Foi
Só um Beijo,
de Fisher Stevens
Just
a kiss, EUA, 2002
Recentemente exibido no Brasil, o filme italiano O Último Beijo
deveria ser obrigatoriamente passado junto com este filme de Stevens para
que ficasse bem claro por quais tantos motivos este trabalho americano
é tão ruim, ambos tratando mais ou menos da mesma situação-gênese.
Mas, entre os tantos defeitos que tem (e trataremos de alguns a seguir),
nenhum fica mais claro do que aquele que está implícito
no logotipo da empresa produtora que aparece antes do filme: "Paramount
Classics", numa certa estilização do logo da Paramount.
Afinal, o que teria este filme de um "classic"? Nada, de fato: a noção
de clássico apenas tem sido usada pelas majors para diferenciar
os filmes que não são seus produtos de massa para adolescentes.

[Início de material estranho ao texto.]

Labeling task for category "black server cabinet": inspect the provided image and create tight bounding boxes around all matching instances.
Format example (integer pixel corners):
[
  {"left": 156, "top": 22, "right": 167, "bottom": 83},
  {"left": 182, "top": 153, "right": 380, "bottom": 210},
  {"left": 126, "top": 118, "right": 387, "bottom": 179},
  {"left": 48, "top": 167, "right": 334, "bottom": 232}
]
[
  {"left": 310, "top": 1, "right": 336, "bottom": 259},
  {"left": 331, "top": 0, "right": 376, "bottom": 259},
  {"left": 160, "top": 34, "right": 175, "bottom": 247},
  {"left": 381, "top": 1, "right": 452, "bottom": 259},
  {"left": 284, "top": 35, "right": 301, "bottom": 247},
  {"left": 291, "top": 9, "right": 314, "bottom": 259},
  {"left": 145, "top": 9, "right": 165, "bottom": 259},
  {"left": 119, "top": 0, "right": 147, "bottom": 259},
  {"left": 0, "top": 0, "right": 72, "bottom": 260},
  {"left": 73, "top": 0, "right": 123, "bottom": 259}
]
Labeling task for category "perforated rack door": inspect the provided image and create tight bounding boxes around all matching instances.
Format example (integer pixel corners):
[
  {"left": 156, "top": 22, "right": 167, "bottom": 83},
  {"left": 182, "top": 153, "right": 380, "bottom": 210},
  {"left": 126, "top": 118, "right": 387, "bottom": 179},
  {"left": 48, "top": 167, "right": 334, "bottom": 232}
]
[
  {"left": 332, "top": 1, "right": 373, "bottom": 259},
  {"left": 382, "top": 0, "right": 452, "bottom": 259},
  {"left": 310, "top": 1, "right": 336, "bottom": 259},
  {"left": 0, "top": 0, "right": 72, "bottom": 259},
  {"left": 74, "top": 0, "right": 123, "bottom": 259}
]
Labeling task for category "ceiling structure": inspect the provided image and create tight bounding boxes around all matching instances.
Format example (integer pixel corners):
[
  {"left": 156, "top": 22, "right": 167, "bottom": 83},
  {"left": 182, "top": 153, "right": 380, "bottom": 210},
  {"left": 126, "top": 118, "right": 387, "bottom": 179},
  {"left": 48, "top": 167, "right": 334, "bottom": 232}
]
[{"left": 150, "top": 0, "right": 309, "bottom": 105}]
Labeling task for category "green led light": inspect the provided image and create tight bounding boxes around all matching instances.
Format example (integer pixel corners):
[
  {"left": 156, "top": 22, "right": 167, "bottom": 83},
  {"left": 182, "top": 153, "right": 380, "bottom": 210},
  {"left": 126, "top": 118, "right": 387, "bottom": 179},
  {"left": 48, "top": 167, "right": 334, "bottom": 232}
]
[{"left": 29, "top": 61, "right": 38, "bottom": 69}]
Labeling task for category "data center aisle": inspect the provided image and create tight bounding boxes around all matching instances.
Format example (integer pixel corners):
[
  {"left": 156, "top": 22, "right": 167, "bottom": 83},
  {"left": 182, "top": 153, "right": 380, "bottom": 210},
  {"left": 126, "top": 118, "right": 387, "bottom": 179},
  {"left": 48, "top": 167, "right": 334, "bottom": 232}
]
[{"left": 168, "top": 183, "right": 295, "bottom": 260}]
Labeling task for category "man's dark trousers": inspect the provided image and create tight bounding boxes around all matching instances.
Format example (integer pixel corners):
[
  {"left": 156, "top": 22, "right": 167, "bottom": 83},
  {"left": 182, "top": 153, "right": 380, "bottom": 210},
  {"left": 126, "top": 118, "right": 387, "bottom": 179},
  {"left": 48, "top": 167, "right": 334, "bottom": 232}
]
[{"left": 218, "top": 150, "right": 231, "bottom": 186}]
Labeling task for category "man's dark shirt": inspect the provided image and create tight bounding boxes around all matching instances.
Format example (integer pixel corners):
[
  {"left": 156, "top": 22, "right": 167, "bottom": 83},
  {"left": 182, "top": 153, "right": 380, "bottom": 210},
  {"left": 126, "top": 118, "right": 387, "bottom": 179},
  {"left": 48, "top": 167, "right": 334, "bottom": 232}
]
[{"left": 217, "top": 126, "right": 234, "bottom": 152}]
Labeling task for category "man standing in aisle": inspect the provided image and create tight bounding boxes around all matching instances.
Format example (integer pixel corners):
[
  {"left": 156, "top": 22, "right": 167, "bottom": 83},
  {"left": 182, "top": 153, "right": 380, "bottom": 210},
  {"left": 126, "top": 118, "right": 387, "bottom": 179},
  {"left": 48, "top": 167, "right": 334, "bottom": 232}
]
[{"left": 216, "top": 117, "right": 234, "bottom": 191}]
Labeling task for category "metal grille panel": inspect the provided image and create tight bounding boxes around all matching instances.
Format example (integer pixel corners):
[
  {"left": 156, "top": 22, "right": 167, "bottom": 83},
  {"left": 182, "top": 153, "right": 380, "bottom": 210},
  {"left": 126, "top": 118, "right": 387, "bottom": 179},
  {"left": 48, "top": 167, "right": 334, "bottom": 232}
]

Só que, talvez muito mais do que estes, estas marcas costumam apenas
significar uma produção extremamente "codificada", onde
o que importa é muito menos o conteúdo do que um certo "parecer
moderno". E parecer moderno é algo que este filme tenta desesperadamente
o tempo todo: da inútil estilização dos efeitos de
animação digital aos diálogos forçosamente
"hip", ao uso do digital e da câmera na mão no melhor look-Dogma,
tudo no filme é muito "mudernu". E completamente idiota.
Para começar,
o diretor não tem a menor noção de ritmo ou de encadeamento
dramático, o que torna o filme um doloroso exercício de
tédio (tédio que só parece menor que o dos personagens
em ação) para o espectador. Depois que, sob a desculpa de
usar um certo "humor surreal", o filme tenta esconder sua completa incapacidade
de lidar com seres humanos como personagens de fato (uma das características,
aliás, que tornava o filme italiano citado no início tão
"vivo"). Boa parte deste equívoco pode ser creditado à origem
teatral do roteiro do filme, que tem personagens que só podem funcionar
no registro farsesco do palco, e que aqui ficam completamente distantes
de qualquer empatia ou interesse.
Mas, principalmente,
o fato é que o filme opera sob as regras de um moralismo protestante
dos mais baratos e nocivos, e o que em O Último Beijo é
confusão e incerteza, em Foi Só um Beijo é
pura afetação e hipocrisia. Num certo momento, percebemos
que o filme se propõe um jogo que remete a O Fundo do Coração,
só que onde aquele era pura magia cinematográfica, este
é total cinismo de terceira. Onde os "estereótipos" desejáveis
de Nastassja Kinski e Raul Julia eram deliciosos e cheios de auto-ironia,
entram os cansativos modelos de Taye Diggs, Sarita Chadhoury e Marisa
Tomei (ressalte-se, aliás: um pitéu) que não inspiram
um suspiro de real desejo ou aspiração que seja, somente
o mesmo cansativo desinteresse de todo o resto do elenco. Quando, quase
no final, o filme propõe um enorme "rewind" à sua farsa,
o que vemos é uma boba e reacionária "coda" final.
O fato é que,
para além de todas as restrições argumentativas,
o que Foi Só um Beijo é, de fato, é uma chatíssima
egotrip de diretor, roteirista e atores, todos jogando o jogo do ser tão
"cool", quando são mesmo é "boring". Imagem não é
nada, sede é tudo. Não era assim que dizia a propaganda?
Fisher Stevens não tem sede de nada, que não de imagem.